First examples of life scenes and rural trades reconstructions arose around 1890 in Scandinavia, using houses and other typical buildings dismounted and mounted as the original models (Skansen on the Stockholm hills, still existing today) and people reproducing traditional activities as in the past.

In 1962 the Malraux Act in France stated a new idea of culture based on the recognition that “any cultural heritage is surrounded by a portion of territory which is part of its value and its meaning” At the end of the 60’s another important interpretation stated that in culture what matters is not what is beautiful, unique or precious but what gives the chance to retrace and tell the story of the communities and therefore of the people that lived there and are stil living there nowadays.

First ecomuseums appeared officially at the end of the 70’s. The new museology intends the ecomuseum as the cultural sources of a territory, mills, furnaces, machineries, equipped itinearies. Nevertheless this would not be enough without the participation of the local communities to keep the heritage alive in order that the ecomuseum could grow up.

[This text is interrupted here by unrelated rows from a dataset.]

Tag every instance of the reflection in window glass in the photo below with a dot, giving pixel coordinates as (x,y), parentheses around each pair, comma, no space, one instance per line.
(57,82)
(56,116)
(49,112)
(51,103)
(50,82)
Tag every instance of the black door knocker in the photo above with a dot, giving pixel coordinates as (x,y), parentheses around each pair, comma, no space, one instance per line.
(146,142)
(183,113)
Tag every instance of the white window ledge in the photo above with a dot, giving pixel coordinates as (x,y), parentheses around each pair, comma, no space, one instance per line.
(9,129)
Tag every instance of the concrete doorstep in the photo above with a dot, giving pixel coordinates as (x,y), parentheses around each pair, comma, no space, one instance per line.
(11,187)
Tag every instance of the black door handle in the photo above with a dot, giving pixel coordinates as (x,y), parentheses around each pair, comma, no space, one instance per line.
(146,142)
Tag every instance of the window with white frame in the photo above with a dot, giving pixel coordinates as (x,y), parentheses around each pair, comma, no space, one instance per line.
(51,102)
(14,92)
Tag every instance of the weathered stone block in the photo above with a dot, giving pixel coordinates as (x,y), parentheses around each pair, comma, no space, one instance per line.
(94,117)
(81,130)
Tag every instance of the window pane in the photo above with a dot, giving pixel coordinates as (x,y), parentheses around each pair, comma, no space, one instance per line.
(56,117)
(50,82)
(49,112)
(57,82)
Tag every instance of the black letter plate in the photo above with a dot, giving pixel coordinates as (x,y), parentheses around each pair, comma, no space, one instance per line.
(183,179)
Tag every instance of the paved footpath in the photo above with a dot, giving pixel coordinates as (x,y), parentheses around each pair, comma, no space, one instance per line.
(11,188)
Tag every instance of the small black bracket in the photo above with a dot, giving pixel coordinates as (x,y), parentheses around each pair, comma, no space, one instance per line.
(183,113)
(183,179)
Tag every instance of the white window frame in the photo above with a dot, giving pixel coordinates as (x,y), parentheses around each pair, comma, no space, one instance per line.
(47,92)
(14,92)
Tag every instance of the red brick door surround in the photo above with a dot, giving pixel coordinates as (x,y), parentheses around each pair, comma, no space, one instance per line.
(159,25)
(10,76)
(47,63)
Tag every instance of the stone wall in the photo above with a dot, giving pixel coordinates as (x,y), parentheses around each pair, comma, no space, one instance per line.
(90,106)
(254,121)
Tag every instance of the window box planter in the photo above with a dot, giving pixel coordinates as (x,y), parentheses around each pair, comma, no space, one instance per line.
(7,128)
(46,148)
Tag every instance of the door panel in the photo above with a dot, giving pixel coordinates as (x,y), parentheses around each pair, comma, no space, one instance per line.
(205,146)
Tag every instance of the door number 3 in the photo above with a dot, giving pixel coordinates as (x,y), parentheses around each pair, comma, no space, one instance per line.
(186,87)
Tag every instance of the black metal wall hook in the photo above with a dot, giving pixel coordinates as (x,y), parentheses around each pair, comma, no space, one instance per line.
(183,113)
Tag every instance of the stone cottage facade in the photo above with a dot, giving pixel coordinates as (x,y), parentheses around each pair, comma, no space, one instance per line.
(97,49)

The Ecomuseums of Piedmont Region

In 1995 Piedmont was the first Region of Italy to issue an ecomuseum act, the L.R. 31/95 “Istituzione di Ecomusei del Piemonte”.

Through the ecomuseum act, the Regional Council institutes the ecomuseums following the evaluation of the projects made by the Scientific Commitee based on the Giunta Regionale (Regional Committee).

The Ecomuseums Laboratory, instituted by Piedmont Region, gives technical-scientific support to the regional policy on ecomuseums, providing consultation to the instituted ecomuseums


What is an Ecomuseum?

Two different definitions to explain the concept of the Ecomuseo Regionale delle Miniere and Val Germanasca:

“The “Ecomuseo” is a contributed activity of promotion of the local community culture and heritage which developed and elaborated it together with institutional subjects in a sustainable development perspective”. Charter of Catania, 2007

“An ecomuseum aims to enhance the entirety of a culture and heritage related to a geographical territory, its identity and its community, based on local participation also involving an organization in order to promote the welfare and development of local communities”. E. Camanni

What does an ecomuseum do?

An ecomuseum does many things. It works on and for a territory. It works with and for its community. It proposes activities and initiatives, connecting different generations, traditions, cultures so that the role of ecomuseums is deeply appreciated by local communities and by a demanding and careful tourism devoted to the issues of sustainable development.